An Alcons Audio demo earlier this year, including Tom Back, Sandy McDonald, Dave Rahn, Dennie Miller, Buford Jones, Carttar and a tech on hand to provide support.

“Alcons is a quantum leap in ribbon high-frequency technology,” he explains. “So I got more involved and started getting back into sound systems because I became aware of this company.”

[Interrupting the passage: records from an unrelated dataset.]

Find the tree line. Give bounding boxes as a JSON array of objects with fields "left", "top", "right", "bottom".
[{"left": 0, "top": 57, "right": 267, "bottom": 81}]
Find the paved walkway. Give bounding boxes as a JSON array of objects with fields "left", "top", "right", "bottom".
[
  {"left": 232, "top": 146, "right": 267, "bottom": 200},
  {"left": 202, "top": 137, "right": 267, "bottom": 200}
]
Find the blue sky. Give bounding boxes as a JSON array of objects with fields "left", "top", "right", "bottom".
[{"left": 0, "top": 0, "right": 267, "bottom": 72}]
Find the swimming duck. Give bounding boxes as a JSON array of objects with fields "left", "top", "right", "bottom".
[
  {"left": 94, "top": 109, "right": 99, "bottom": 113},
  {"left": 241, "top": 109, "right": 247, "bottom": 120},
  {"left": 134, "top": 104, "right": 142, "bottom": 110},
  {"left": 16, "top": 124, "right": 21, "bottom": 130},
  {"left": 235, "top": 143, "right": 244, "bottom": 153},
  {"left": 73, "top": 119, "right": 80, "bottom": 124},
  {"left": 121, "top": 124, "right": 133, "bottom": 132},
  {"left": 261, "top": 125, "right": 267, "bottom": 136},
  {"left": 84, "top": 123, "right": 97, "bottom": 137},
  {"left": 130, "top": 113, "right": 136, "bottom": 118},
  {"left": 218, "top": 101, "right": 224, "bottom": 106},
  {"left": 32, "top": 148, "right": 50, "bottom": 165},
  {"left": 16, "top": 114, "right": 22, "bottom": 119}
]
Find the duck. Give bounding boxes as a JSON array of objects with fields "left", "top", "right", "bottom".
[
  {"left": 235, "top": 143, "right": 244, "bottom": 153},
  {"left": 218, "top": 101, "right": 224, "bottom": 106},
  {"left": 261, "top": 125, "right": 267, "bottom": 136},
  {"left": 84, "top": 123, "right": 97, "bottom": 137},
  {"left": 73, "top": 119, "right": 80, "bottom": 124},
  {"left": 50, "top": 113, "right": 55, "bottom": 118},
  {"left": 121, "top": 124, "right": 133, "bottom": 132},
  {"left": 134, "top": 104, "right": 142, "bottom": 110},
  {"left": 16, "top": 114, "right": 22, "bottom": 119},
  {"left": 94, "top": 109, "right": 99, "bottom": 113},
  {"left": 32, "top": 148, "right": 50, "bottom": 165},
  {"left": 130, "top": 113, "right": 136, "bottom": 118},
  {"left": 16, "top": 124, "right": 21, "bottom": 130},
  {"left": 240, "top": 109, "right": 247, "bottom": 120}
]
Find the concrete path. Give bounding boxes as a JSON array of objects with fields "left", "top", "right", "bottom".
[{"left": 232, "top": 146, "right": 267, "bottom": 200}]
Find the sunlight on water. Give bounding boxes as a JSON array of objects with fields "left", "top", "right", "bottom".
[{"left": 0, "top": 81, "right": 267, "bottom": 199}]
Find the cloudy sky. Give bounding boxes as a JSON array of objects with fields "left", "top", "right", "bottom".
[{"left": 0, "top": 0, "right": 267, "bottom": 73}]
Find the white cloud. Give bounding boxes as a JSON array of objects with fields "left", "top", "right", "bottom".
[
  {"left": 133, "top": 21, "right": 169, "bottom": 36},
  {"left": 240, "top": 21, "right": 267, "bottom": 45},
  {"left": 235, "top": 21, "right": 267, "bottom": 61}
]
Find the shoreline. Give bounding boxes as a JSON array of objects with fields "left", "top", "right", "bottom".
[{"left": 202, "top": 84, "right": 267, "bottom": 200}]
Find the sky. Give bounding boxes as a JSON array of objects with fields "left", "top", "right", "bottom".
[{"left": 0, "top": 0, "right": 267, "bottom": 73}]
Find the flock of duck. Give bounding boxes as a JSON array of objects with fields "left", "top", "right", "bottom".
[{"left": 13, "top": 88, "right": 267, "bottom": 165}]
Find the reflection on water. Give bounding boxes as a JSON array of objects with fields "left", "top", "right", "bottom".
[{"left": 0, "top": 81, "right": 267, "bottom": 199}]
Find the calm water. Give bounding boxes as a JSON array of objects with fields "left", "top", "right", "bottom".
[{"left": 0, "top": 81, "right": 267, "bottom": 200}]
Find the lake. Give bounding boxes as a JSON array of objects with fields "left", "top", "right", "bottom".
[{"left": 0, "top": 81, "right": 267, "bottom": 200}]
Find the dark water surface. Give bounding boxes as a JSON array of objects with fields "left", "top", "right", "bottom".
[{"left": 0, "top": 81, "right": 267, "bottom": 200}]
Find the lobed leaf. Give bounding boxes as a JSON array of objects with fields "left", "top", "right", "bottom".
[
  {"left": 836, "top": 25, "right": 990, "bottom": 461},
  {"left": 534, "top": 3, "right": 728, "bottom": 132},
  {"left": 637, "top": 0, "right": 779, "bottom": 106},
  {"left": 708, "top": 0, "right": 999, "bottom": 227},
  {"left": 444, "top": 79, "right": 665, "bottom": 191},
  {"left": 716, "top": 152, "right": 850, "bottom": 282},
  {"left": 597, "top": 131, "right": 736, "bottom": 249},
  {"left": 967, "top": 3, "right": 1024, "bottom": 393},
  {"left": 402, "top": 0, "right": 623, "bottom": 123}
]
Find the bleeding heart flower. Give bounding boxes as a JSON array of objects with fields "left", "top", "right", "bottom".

Having turned several artists on to Alcons components, he’s embarking on a plan to open a facility in Nashville to rent Alcons “racks and stacks” to other sound companies, adding “I’m done touring, but we can be a resource to others.”

Additional Pursuits

At this point, one might assume – given the time spent running the company, consulting, continuing to do live sound and taking on side projects like his recent rebuild of a vintage Gamble console – that Carttar wouldn’t have any time left over for other pursuits, but that assumption would be wrong. In addition to his substantial workload, he’s also a volunteer firefighter, and in fact serves as a command staff officer for his local department.

“Let me throw something in here about firefighting,” he says. “The thing I learned on the first fire I worked was that a fire scene is like a gig. The right stuff has to get hooked up. On a gig you’ve got to get power and network it to the gear. At a fire you’ve got to get water and network it to the trucks and get the pumps running. The first time I went on a fire I knew what to do because I’d been a roadie and I found that to be interesting.”

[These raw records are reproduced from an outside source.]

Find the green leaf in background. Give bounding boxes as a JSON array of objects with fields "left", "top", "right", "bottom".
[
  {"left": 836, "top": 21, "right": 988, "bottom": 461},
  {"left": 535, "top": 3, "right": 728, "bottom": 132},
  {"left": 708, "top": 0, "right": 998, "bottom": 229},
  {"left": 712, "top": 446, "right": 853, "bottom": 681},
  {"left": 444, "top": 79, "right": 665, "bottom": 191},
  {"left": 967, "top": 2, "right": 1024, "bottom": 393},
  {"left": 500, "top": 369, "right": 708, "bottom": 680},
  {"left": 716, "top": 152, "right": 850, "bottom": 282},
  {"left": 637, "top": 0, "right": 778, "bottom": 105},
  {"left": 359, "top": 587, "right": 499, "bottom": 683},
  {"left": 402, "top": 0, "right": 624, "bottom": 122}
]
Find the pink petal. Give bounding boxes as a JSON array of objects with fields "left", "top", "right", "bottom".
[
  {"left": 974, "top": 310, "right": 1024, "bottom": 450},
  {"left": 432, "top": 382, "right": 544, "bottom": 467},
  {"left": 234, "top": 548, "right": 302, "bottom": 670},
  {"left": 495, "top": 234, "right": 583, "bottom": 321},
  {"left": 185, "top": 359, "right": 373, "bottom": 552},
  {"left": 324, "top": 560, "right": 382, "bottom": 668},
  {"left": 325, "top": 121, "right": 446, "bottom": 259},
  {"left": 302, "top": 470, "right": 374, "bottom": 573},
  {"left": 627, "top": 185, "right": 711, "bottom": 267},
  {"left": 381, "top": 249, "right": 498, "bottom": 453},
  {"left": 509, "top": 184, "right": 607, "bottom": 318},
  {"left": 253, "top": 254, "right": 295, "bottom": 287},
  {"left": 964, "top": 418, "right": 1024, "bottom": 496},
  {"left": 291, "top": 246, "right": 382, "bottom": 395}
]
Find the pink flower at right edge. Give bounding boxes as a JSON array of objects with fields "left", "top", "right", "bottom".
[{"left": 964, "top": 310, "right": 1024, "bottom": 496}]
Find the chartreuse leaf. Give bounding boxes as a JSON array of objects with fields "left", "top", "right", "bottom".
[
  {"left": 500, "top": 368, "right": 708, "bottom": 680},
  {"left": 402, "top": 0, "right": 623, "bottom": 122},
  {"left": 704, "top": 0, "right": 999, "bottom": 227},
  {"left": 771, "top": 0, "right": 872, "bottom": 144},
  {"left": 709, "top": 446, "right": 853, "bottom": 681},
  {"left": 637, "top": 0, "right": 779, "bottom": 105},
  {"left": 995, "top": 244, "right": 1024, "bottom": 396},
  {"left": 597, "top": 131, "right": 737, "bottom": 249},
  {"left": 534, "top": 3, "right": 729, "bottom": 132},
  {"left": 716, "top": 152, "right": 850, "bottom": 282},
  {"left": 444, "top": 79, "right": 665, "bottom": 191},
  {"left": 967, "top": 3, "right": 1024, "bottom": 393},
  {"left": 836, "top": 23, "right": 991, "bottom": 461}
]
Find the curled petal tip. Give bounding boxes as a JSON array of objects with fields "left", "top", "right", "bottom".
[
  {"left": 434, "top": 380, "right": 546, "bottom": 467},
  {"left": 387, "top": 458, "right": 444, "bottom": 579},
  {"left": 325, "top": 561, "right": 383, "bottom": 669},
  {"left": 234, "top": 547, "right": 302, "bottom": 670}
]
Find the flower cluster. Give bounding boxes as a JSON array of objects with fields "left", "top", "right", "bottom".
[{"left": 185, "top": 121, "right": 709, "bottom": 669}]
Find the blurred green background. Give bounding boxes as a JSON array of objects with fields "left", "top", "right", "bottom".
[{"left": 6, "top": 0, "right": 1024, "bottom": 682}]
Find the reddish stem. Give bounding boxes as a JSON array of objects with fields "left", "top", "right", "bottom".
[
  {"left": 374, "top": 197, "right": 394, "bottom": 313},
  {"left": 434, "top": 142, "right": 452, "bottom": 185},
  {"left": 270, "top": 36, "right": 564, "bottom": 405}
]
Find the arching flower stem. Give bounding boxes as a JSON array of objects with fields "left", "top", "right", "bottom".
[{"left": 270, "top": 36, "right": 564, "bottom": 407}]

As for why he began serving as a volunteer: “I had a cousin who was on the first airplane that went into the towers on 9/11. He was a retired Air Force colonel, a space-borne intelligence asset.”

After the Soviet Union dissolved, Carttar says his cousin began expressing concern that more time should be spent monitoring emerging terrorist threats and ultimately left the Air Force for a job at British Aerospace. “Ironically and tragically, he was commuting from Boston to Los Angeles twice a month for that job and was on the flight for business. So, after 9/11, fire service was something I felt I needed to do.”

As for how he keeps track of everything he’s got going on, it’s just something he believes has been part of his life since childhood, and something he sees in his daughter – a radio police dispatcher – and his grandchildren, specifically his grandson, Cyrus.

“He’s a bit ADHD [attention deficit/hyperactivity disorder], but when he picks something up he already knows how it works,” Carttar concludes. “He’s got some behavioral issues, but he’s exactly like me when I was a kid. I didn’t have time for this bullshit in school. I had stuff to do. I had my electric trains. I had my radios. Cyrus will be like that. He’ll be awesome.”